Coaching career (HC unless noted)

Football
- 1992: Amherst

Lacrosse
- 1984–1994: Amherst
- 1995–2000: Wooster
- 2010: Bard

Head coaching record
- Overall: 0–8 (football) 60–42 (lacrosse)

Accomplishments and honors

Championships
- Lacrosse New England ECAC (1987)

Awards
- New England Lacrosse Coaches Assoc. COY (1987)

= John McKechnie (coach) =

American lacrosse and football coach

John McKechnie is an American college lacrosse and football coach. In 2009, he became the first men's lacrosse coach at Bard College. He previously coached the men's lacrosse teams at Amherst College and the College of Wooster. While at Amherst, McKechnie also served as an assistant football coach under Jim Ostendarp and as the head football coach during the 1992 season. He was named the 1987 New England Lacrosse Coaches Association Coach of the Year for leading Amherst to the Division III New England ECAC championship.

==Biography==
McKechnie graduated from Amherst College in 1977. After college, he embarked upon his coaching career as a member of the Amherst football and basketball staffs. In 1984, the school named him the head men's lacrosse coach. In 1987, he led the team to the New England Eastern College Athletic Conference championship, and the New England Lacrosse Coaches Association named him the Coach of the Year. In 1991, McKechnie was the assistant coach to Connecticut College head coach Fran Shields during the Division III North/South Senior All-Star Game.

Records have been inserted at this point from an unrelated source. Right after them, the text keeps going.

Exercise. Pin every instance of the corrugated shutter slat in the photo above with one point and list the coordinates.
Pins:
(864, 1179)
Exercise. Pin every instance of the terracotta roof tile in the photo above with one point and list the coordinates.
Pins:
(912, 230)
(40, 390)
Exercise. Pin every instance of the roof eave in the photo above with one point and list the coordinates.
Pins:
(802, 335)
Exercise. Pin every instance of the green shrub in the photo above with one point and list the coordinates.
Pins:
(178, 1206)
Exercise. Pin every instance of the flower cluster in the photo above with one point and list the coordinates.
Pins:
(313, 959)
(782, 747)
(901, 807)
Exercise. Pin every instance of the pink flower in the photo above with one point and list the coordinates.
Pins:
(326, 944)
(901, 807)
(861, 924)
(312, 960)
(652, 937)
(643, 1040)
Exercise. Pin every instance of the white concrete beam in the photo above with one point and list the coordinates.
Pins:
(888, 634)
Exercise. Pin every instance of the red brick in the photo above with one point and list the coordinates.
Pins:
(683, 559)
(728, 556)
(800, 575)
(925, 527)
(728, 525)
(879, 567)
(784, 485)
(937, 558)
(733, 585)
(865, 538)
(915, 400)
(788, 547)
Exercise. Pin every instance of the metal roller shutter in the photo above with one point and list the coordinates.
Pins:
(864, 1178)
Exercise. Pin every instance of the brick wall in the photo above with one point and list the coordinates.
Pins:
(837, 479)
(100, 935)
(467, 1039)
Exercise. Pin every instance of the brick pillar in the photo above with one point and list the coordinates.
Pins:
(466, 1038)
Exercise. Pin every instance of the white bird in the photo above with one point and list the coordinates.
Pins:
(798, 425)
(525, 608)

In February 1992, Amherst promoted McKechnie from the position of associate head football coach to co-head coach alongside Jim Ostendarp. In March 1992, he took over as head coach when Ostendarp resigned after 33 years at the program. After Amherst amassed a 0-8 record in the 1992 season, he resigned on November 24, 1992.

From 1995 to 2000, he coached the lacrosse team at the College of Wooster. During that time, he served on the Division III All-American Committee and the National Ranking Committee. In 2009, Bard College hired McKechnie as its first ever men's lacrosse coach. During his first season in 2010, Bard finished winless with a 0-11 record.